Tim, an icon of Amboseli National Park and one of Africa’s largest and most magnificent elephants is dead.

Cynthia Moss Founder and Director of Amboseli Elephant Trust announced that “It is with great sadness that we announce the death of our famous Amboseli elephant, Tim. He died at the age of 50 years old from natural causes.”

According to Cynthia, Tim was an iconic large male, whose fame catalyzed many conservation collaborations between KWS and conservation organizations. He captured the hearts of people around the world, who would travel to Amboseli to photograph him. He was a wonderful elephant and an ambassador for his species.

Paul Udoto, Director General Kenya Wildlife Service (KWS) said the celebrated elephant died Tuesday morning (February 4, 2020) in Madea area of Amboseli.

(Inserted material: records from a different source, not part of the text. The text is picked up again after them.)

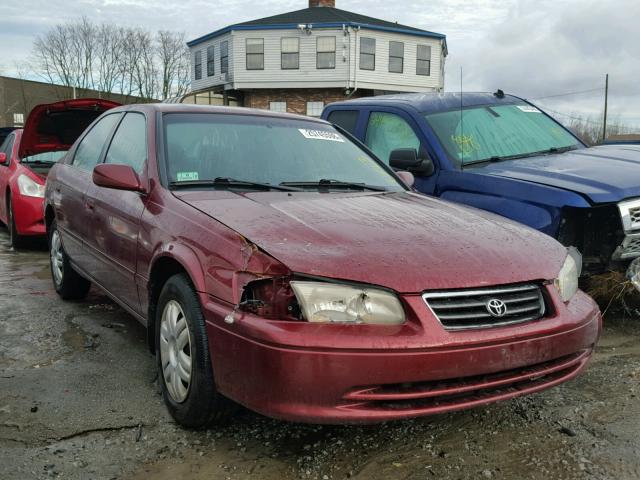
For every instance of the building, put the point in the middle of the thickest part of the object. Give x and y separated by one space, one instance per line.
301 60
18 97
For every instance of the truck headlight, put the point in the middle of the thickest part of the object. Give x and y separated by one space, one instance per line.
567 280
29 187
333 303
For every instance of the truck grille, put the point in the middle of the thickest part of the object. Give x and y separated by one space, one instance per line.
486 307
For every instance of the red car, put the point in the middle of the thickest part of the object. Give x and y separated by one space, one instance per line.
276 263
27 155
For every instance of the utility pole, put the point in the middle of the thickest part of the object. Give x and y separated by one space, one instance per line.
606 98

“The park management visited the scene and secured the body. The body is on the way to National Museums of Kenya in Nairobi for a taxidermist to prepare the body for preservation for education and exhibition purposes,” said Udoto.

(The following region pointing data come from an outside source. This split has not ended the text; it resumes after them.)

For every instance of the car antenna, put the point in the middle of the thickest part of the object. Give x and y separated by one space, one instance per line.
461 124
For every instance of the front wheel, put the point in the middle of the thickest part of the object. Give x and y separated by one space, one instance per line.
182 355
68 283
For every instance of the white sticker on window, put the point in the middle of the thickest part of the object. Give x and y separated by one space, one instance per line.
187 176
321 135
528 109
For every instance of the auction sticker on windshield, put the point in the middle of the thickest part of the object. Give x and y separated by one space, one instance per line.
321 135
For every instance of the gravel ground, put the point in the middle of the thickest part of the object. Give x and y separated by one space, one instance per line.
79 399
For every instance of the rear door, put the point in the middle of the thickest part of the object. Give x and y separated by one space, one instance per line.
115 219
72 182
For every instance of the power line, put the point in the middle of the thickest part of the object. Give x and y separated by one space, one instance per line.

KWS says, Tim was was the ‘great patriarch of Amboseli National Park. A benevolent, slow-moving preserver of the peace at Amboseli, he was well known and loved throughout Kenya, “Big Tim is one of Africa’s last big tusker elephants that roam in a vast, remote wilderness of Southern Kenya.”

“An unassuming matriarch that was always unusually welcomed by females and their families.”

Tim and Tolstoy Elephants walking in Africa
Tim and Tolstoy Elephants walking in Africa

In 2019, Big Life Foundation said Tim lost most of his family to poachers. “Within his first few years of life, he lost three of his relatives to suspected poaching incidents, followed by his mother Trista, who was speared to death by poachers when he was only 8. He would continue to lose more family members as time passed, including his sister Tallulah, speared in 2003.”

CEO Wildlife Direct Paula Kahumbu said “The great tuskers are an irreplaceable symbol of our continent’s unique natural heritage. But their magnificent tusks act like a magnet for poachers (and in some countries still for trophy hunters) and means that these elephants are constantly at risk.”


“Tim has since come to represent all of the different values, positive and negative, that humans place on an elephant’s life. To poachers he is a target, to farmers he is a costly nuisance, to tourists he is a marvel, and to conservationists, he is a symbol of hope that our efforts are working,” Big Life Foundation.

The Amboseli Trust for Elephants, has documented Tim’s life since he was 2 years old.